Bu dinamizmin bir neticesi olarak, küresel yapay zeka endekslerinde ve küresel sıralamalarda ülkemiz teknoloji sektörü bakımından rekabetçiliğini ortaya koymaktadır. Oxford Insights AI hazırlık raporuna göre Güney ve Orta Asya bölgesinde Hindistan'dan sonra yapay zeka alanında ikinci sırada yer alıyoruz. Stanford Üniversitesi'nin 2024 Yapay Zeka Endeksi Raporu'na göre Türkiye, İngiltere ve Almanya'dan sonra Avrupa'da bilgisayar bilimi, bilişim teknolojileri ve mühendislik alanlarında yeni mezun sayısı açısından üçüncü sırada yer alıyor.

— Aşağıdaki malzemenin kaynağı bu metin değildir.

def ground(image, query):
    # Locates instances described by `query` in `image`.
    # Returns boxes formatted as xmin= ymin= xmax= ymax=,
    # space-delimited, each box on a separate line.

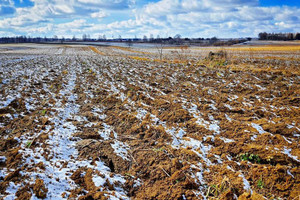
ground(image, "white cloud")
xmin=91 ymin=10 xmax=107 ymax=20
xmin=0 ymin=0 xmax=300 ymax=37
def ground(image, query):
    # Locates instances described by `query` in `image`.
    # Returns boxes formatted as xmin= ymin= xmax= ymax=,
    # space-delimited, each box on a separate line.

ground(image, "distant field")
xmin=0 ymin=42 xmax=300 ymax=200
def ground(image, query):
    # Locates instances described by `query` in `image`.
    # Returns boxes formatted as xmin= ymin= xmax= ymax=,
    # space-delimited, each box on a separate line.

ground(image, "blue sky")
xmin=0 ymin=0 xmax=300 ymax=38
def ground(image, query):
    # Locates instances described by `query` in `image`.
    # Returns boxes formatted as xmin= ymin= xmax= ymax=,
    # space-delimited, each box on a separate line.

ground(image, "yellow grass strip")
xmin=89 ymin=46 xmax=106 ymax=56
xmin=110 ymin=46 xmax=150 ymax=54
xmin=224 ymin=45 xmax=300 ymax=51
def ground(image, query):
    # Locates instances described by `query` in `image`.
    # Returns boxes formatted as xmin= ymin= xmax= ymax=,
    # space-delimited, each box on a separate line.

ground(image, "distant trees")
xmin=258 ymin=32 xmax=300 ymax=41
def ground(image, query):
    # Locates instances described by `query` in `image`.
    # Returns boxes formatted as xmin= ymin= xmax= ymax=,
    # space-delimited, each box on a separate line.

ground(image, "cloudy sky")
xmin=0 ymin=0 xmax=300 ymax=38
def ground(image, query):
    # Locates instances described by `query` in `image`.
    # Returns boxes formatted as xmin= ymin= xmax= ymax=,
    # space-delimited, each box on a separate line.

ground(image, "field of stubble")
xmin=0 ymin=44 xmax=300 ymax=200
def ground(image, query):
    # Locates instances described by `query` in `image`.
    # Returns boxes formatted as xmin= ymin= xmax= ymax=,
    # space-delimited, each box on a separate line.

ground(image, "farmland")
xmin=0 ymin=44 xmax=300 ymax=200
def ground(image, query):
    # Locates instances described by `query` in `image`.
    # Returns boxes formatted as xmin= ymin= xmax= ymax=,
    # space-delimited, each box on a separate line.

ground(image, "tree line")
xmin=258 ymin=32 xmax=300 ymax=41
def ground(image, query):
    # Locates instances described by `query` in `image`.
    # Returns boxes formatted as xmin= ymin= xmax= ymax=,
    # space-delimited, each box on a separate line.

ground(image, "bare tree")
xmin=156 ymin=42 xmax=164 ymax=61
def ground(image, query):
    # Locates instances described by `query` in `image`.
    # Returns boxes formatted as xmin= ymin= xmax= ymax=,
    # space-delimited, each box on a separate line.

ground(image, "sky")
xmin=0 ymin=0 xmax=300 ymax=38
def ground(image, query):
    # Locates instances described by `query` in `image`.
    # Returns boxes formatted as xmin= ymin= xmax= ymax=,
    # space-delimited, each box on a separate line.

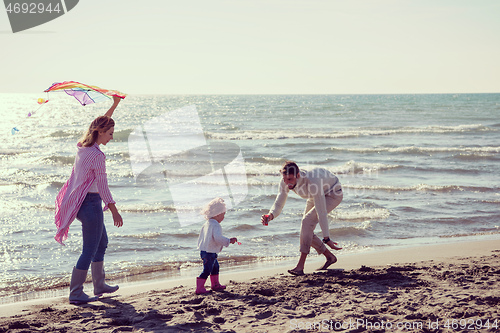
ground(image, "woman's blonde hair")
xmin=79 ymin=116 xmax=115 ymax=147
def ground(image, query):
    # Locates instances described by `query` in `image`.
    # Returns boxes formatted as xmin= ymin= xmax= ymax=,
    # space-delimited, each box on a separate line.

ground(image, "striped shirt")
xmin=54 ymin=143 xmax=115 ymax=245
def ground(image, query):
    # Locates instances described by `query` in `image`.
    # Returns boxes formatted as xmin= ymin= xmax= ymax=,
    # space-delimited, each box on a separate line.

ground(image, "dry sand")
xmin=0 ymin=240 xmax=500 ymax=332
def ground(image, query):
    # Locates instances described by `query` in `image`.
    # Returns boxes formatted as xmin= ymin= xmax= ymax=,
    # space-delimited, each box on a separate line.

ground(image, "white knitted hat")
xmin=201 ymin=198 xmax=226 ymax=220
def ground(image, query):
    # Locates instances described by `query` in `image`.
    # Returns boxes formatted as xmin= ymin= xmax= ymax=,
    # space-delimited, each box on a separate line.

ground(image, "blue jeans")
xmin=200 ymin=251 xmax=219 ymax=279
xmin=76 ymin=193 xmax=108 ymax=270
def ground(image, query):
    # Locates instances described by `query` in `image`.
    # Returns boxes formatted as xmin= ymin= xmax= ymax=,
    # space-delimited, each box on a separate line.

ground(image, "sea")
xmin=0 ymin=92 xmax=500 ymax=303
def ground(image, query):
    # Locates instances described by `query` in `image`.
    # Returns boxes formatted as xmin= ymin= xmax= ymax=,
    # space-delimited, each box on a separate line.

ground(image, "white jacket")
xmin=198 ymin=219 xmax=231 ymax=253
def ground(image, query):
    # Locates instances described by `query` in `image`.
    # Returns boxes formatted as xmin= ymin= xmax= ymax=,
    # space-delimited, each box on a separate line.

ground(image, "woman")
xmin=54 ymin=96 xmax=123 ymax=304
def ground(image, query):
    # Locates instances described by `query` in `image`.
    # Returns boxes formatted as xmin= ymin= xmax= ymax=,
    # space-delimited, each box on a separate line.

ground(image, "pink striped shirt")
xmin=54 ymin=143 xmax=115 ymax=245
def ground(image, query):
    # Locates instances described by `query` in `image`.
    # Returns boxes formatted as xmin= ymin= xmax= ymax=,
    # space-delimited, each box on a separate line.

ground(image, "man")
xmin=261 ymin=161 xmax=343 ymax=275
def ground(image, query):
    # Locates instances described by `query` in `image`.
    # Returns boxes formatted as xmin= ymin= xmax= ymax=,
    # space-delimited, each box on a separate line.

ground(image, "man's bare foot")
xmin=326 ymin=240 xmax=342 ymax=251
xmin=318 ymin=254 xmax=337 ymax=271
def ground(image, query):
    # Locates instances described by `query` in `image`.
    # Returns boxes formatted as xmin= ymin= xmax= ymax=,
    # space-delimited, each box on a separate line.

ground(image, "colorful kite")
xmin=44 ymin=81 xmax=127 ymax=106
xmin=11 ymin=81 xmax=127 ymax=135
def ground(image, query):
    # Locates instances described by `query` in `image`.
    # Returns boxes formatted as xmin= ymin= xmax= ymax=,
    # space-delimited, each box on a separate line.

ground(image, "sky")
xmin=0 ymin=0 xmax=500 ymax=94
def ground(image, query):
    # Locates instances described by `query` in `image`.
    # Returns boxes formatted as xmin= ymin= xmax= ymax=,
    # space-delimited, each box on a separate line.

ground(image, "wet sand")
xmin=0 ymin=240 xmax=500 ymax=332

Cumhurbaşkanlığı Yatırım Ofisi olarak Türkiye'nin yatırım potansiyelini küresel ölçekte tanıtan ve uluslararası yatırımcılarla doğrudan iletişim kurarak yatırım süreçlerinin her aşamasında onlara destek olan bir kurumuz. Sayın Cumhurbaşkanımız Recep Tayyip Erdoğan'ın liderliğinde, "Türkiye Yüzyılını Yatırım Yüzyılı"na dönüştürme vizyonu doğrultusunda şekillenen faaliyetlerimiz kapsamında dijital ve konvansiyonel tüm mecralarda 360 derece iletişim ve tanıtma yaklaşımıyla çalışıyoruz.

YAPAY ZEKA YATIRIMLARINA ÖNCELİK

Tüm bu çalışmalarımız için bir yol haritası olma özelliği taşıyan Türkiye Uluslararası Doğrudan Yatırım (UDY) Stratejisi (2024-2028) belgemizi geçtiğimiz Temmuz 2024'te yayınladık. Türkiye'nin küresel UDY akımlarından aldığı payı artırmayı ve ülkeye nitelikli yatırımlar çekmeyi hedefliyoruz. Ana gayemiz Türkiye'nin uluslararası doğrudan yatırımlar portföyünü geliştirmek ve 2028 yılına kadar küresel UDY pastasındaki payımızı %1'den %1.5'e çıkarmak. Strateji belgemizde Türkiye için öncelikli ve nitelikli uluslararası doğrudan yatırım alanlarını detaylı bir şekilde tanımladık ve yapay zeka tabanlı teknolojilerin geliştirilmesine ve uygunlanmasına yönelik yatırımlar da öncelikli yatırım alanları olarak belirledik. Bu bağlamda hedefimiz, bu tür nitelikli yatırım projelerini ülkemize çekerek ülkemizin küresel ve bölgesel ölçekteki güçlü pozisyonunu daha da artırmak. Bu hedefe uzanan yolda, teknoloji girişimciliği ekosistemimizle özellikle yatırımcılara ve fonlamaya erişebilmeleri ekseninde yoğun çalışmalar yürütüyoruz.

Sonuç olarak bizler Türkiye'nin Dünyanın Bağlantı Noktası olduğuna inanıyor ve tüm çalışmalarımızda bu mottoyu öne çıkarıyoruz. Bugün dünyada artıları ve eksileriyle yapay zekanın tüm sektörleri, yatayda ve dikeyde kesen dönüştürücü etkisi tartışılmaktadır. Bu hızlı değişim sürecinde ülkemiz, Ar-Ge, teknoloji ve inovasyon odaklı yatırımlar için dünyanın bağlantı noktası olmaya devam edecek.